The abuse occurred when Kavanagh, now 73, was a monsignor and rector of Cathedral Preparatory Seminary in Manhattan during the late 1970s and early ’80s. His accuser, former student Daniel Donohue, now 46, did not come forward until mid-May 2002.
Kavanagh has denied that he sexually abused Donohue but said the two had a close relationship. The New York Times reported Dec. 17 that a family spokesman said the former priest had no comment on the court’s decision, which cannot be appealed.
After serving as rector, the former priest became a popular parish pastor. In 1994, he was named vicar of development for the archdiocese by the late Cardinal John O’Connor of New York.
In 2002, the abuse allegation against Kavanagh came to light by way of a letter from Donohue, who had already submitted his accusation to the Manhattan District Attorney, according to the New York Archdiocese.
When he learned of the accusation, Cardinal Egan launched a preliminary investigation as required by the policies of the U.S. bishops and the archdiocese. He also promptly removed then-Monsignor Kavanagh’s priestly faculties and told him he could not engage in active ministry or in any way present himself as a priest.
According to the archdiocese, between July 2002 and July 2003, the District Attorney’s office worked closely with archdiocesan officials and investigated the allegation. The office informed Cardinal Egan it felt the allegation was credible.

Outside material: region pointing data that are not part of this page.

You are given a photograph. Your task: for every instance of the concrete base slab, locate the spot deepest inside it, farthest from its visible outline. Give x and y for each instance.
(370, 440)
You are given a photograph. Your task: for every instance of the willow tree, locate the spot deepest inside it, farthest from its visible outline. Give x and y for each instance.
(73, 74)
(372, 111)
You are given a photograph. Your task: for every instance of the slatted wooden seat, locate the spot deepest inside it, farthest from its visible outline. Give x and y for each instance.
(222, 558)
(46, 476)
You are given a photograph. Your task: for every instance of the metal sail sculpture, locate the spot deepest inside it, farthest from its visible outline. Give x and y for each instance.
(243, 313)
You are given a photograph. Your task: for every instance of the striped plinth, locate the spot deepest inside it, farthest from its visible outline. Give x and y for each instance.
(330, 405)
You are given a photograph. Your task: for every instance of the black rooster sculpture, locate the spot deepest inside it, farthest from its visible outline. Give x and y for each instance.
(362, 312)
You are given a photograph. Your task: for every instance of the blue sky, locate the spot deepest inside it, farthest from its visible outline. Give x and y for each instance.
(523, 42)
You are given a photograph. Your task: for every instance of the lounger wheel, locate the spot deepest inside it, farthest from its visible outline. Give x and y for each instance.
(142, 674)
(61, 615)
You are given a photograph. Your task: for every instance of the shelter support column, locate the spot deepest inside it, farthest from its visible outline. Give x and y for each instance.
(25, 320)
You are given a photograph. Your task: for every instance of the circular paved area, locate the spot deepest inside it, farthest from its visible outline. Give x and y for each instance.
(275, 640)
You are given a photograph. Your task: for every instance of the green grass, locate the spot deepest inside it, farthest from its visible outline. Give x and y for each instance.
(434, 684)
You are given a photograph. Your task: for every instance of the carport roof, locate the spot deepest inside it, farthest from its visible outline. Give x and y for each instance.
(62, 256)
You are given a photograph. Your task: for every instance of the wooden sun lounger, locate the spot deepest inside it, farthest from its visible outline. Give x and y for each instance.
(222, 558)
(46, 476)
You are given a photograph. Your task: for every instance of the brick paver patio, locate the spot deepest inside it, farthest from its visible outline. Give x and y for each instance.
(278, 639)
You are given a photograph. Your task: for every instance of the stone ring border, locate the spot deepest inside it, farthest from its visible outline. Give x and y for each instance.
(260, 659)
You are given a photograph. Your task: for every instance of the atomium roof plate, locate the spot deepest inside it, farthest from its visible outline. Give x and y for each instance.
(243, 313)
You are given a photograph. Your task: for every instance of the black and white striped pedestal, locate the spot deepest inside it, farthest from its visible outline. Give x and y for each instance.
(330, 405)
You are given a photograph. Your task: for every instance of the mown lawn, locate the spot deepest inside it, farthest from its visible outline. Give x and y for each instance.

At the same time, the independent Archdiocesan Advisory Review Board conducted its own investigation and concluded the allegation was credible and recommended to the cardinal that Kavanagh not be returned to ministry.
As required by church law, the case was then referred to the Congregation for the Doctrine of the Faith, which ordered the canonical trial at the request of Kavanagh.
Conducted outside the jurisdiction of the New York Archdiocese in 2004, the trial found Kavanagh guilty and dismissed him from the clerical state. Kavanagh then requested the decision be reviewed by a church appellate court, also outside the jurisdiction of the archdiocese. That court upheld the lower court’s decision.